Cette conscience forte de l’Etat peut s’expliquer pour l’auteur par la « rage du bien public » qui anime Rueff. Tout au long de sa vie, il a refusé de séparer théorie et pratique comme il l’a montré en jouant le rôle de conseiller économique en 1928 auprès de Raymond Poincaré, en 1938 auprès de Paul Reynaud et surtout en 1958 auprès du général de Gaulle. L’appréciation plus que louangeuse que le général porta sur celui qui lui avait proposé son plan de redressement des finances et de l’économie invite d’ailleurs, incidemment, à reconsidérer la position du premier Président de la Vème République sur le libéralisme. Pour Jacques Rueff, le libéralisme ne peut porter ses fruits que si les libertés sont protégées et pour cela il est impératif que l’Etat fonctionne bien, par exemple en légiférant sur les monopoles ou sur les positions de rentes qui viennent fausser le libre mécanisme des prix. Le fervent engagement européen de l’économiste prend aussi son sens dans le cadre de son attention au service de l’Etat.

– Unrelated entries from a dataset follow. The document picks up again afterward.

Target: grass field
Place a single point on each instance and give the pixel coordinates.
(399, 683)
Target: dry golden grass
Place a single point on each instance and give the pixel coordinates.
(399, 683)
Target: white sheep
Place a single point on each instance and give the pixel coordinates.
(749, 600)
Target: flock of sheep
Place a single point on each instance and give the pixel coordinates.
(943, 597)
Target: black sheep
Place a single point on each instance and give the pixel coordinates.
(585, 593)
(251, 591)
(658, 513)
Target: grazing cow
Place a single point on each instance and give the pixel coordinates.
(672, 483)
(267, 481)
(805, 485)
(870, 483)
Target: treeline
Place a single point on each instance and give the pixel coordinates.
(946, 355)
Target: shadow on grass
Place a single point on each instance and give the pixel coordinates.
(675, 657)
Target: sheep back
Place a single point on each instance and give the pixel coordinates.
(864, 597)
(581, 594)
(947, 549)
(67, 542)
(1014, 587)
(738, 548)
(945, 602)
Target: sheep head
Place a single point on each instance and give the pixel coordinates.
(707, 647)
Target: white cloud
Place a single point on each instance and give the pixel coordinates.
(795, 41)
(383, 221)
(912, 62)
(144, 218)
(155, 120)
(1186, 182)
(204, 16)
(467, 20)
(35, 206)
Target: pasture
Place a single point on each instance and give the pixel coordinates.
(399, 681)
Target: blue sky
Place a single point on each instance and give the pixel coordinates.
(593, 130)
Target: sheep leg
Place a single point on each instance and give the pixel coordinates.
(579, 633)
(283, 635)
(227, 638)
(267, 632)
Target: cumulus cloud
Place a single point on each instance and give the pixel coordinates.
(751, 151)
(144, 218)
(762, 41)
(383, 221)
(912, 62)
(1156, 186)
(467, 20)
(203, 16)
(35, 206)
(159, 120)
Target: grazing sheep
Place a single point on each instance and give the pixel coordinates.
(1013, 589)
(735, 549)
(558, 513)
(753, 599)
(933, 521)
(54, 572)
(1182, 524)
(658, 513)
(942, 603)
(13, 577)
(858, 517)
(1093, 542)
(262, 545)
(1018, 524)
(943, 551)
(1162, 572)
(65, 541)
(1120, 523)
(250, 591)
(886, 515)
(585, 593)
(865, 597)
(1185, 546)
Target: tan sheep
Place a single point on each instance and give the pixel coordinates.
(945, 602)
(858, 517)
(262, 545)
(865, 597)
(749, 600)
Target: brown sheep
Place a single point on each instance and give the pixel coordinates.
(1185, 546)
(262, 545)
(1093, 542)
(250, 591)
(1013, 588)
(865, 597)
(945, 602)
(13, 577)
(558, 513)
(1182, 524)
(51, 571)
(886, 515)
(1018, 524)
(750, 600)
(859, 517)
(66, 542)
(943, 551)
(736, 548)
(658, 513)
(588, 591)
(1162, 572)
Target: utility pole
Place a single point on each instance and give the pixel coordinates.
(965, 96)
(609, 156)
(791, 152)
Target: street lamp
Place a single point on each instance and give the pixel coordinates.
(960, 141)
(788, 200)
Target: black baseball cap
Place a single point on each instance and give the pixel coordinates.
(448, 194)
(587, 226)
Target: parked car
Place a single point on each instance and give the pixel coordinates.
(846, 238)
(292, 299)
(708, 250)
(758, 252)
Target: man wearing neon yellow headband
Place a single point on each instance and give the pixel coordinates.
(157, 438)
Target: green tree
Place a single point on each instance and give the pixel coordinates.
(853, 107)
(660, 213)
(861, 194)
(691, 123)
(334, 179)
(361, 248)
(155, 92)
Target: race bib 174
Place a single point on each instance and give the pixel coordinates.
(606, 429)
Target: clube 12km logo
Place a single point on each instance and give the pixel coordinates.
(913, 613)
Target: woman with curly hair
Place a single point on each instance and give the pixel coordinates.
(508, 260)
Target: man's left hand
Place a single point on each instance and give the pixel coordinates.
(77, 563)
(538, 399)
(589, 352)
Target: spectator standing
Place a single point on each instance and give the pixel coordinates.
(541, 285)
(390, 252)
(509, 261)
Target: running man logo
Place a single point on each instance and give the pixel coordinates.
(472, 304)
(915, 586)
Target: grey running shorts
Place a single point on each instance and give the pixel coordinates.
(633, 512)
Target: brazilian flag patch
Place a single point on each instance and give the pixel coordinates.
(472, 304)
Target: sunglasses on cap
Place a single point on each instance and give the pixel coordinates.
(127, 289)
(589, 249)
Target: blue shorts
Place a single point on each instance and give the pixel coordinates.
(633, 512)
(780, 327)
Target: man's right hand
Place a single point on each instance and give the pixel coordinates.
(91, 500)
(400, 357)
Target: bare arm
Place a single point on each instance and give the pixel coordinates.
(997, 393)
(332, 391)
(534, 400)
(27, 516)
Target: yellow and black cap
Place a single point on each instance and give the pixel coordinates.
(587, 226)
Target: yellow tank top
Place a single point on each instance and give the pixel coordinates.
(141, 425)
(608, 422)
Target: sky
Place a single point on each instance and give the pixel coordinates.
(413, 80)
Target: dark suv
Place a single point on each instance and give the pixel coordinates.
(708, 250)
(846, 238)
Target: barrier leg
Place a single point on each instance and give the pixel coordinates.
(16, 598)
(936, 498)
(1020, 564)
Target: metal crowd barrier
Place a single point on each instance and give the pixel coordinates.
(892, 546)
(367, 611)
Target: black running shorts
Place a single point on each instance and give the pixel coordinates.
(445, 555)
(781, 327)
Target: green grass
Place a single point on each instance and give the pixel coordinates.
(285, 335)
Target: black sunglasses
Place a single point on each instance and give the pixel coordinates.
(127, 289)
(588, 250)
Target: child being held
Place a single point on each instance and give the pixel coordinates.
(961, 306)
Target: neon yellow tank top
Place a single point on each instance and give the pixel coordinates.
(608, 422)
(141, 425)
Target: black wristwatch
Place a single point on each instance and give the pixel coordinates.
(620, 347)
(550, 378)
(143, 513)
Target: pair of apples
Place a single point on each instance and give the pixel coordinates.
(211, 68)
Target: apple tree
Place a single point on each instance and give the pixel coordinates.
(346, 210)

L’ouvrage de Gérard Minart vient ainsi combler un vide. Si l’auteur n’échappe pas au travers du biographe – celui de transformer son sujet en héros, en le présentant systématiquement sous un jour favorable, voire comme un démiurge à l’origine de toutes les réalisations bénéfiques advenus durant sa vie –, il propose une introduction éclairée à la pensée de Jacques Rueff. Il s’agit d’une invitation à lire les œuvres complètes de ce penseur quelque peu oublié pour apprécier à nouveau toute la pertinence et aussi l’importance de sa réflexion. Peut-être est-ce aussi une invitation à approfondir notre connaissance de l’histoire du libéralisme français au XXème siècle, à y chercher des réponses aux questions qui sont toujours les nôtres.

[1] MINART Gérard, Pierre Daunou, l’anti-Robespierre, Toulouse, Privat, 2001.

[2] MINART Gérard, Frédéric Bastiat, le croisé du libre-échange, Paris, L’Harmattan, 2004.

[3] MINART Gérard, Gustave de Molinari (1819-1912) : Pour un gouvernement à bon marché dans un milieu libre, Institut Charles Coquelin, 2012.